Does NHL CI offer a playoff package??? I wouldn't mind paying about $50 for the first two rounds that they offer.


----------



## Geronimo (Mar 23, 2002)

No. The half season would ahve worked for you. But there is no playoff only package. In many sports the playoffs are not carried at all.


----------



## saltrek (Oct 22, 2005)

Last year they had a "race for the playoffs" (or something like that) for $50. It kicked in with about a month to go in the season and included the early round playoffs not carried by Vs or NBC.


----------



## n3ntj (Dec 18, 2006)

If you have the CI package already, some of the 1st and 2nd round games on carried. At least, in previous years they were. Sure wish ESPN still had hockey so we'd get more HD hockey (with ESPN HD and ESPN2 HD)... this one or two games a week on VS HD stinks.
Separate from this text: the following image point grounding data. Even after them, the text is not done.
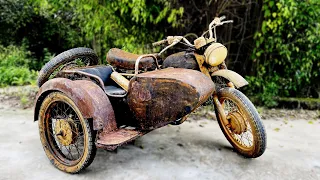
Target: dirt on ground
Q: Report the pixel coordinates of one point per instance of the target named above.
(193, 150)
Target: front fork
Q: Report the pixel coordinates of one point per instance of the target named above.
(219, 107)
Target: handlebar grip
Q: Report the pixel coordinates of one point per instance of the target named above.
(222, 18)
(159, 42)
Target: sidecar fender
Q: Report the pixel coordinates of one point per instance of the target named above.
(91, 100)
(232, 76)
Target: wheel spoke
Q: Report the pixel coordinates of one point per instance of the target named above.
(59, 112)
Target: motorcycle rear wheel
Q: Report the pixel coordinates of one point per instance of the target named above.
(245, 130)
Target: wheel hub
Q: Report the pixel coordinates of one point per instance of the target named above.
(237, 122)
(66, 131)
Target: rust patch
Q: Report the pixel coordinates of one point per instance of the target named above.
(89, 98)
(160, 97)
(112, 140)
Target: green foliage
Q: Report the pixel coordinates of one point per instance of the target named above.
(14, 66)
(287, 50)
(105, 24)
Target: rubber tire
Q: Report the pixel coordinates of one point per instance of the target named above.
(259, 133)
(90, 149)
(63, 58)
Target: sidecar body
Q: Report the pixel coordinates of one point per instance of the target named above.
(150, 100)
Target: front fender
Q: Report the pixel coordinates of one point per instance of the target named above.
(232, 76)
(89, 98)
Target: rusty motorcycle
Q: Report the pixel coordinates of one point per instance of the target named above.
(82, 106)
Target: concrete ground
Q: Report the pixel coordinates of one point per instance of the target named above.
(194, 150)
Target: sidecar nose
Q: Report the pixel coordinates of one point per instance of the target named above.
(162, 96)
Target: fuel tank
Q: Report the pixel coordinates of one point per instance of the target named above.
(159, 97)
(185, 60)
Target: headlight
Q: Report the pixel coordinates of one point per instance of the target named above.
(215, 54)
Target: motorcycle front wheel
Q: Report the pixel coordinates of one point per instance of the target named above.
(245, 130)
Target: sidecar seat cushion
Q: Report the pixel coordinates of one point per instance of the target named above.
(103, 72)
(113, 90)
(122, 59)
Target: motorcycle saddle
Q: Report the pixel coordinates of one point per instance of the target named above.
(104, 72)
(125, 60)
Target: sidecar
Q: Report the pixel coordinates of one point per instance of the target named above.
(107, 110)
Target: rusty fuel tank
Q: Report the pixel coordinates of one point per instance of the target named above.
(160, 97)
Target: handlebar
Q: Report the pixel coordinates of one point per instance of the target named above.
(160, 42)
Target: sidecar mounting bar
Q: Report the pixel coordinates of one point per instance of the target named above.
(136, 69)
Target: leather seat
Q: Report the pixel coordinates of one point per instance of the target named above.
(104, 72)
(125, 60)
The local NBC station (when they have hockey on Sat or Sun) never has a team on I want to see.


----------



## FramundaCheeze (Jun 9, 2004)

I hope they offer the playoffs again. I was originally gonna get the half season package but it was only like $40 less than the whole year! But $50 or less for two rounds of playoffs is well worth it to me.


----------



## MikeJW (Aug 17, 2006)

this is my 3rd season with the Center Ice package and yes, the 1st 2 rounds of the playoffs are covered. If the game is not on NBC or V.S., it will be on Center Ice. There's no additional charge, it's included in the Center Ice package. Enjoy and GO DUCKS!!


----------



## Geronimo (Mar 23, 2002)

I believe that the OP is asking if be can JUST buy the playoffs ata reduced price. The answer to taht is no.


----------



## TheRatPatrol (Oct 1, 2003)

D* will have more capacity to broadcast more HD games in the future. With that extra bandwidth, how many of you would like to see a NHL game mix channel, like D* does with NFLST and the sports and news mix channels? I think they should have a channel like this for all of their sport packages. It be cool to be able to keep track of 6-8 games at once. 

And how about some college hockey games in HD next year too? 

What do you guys think?


----------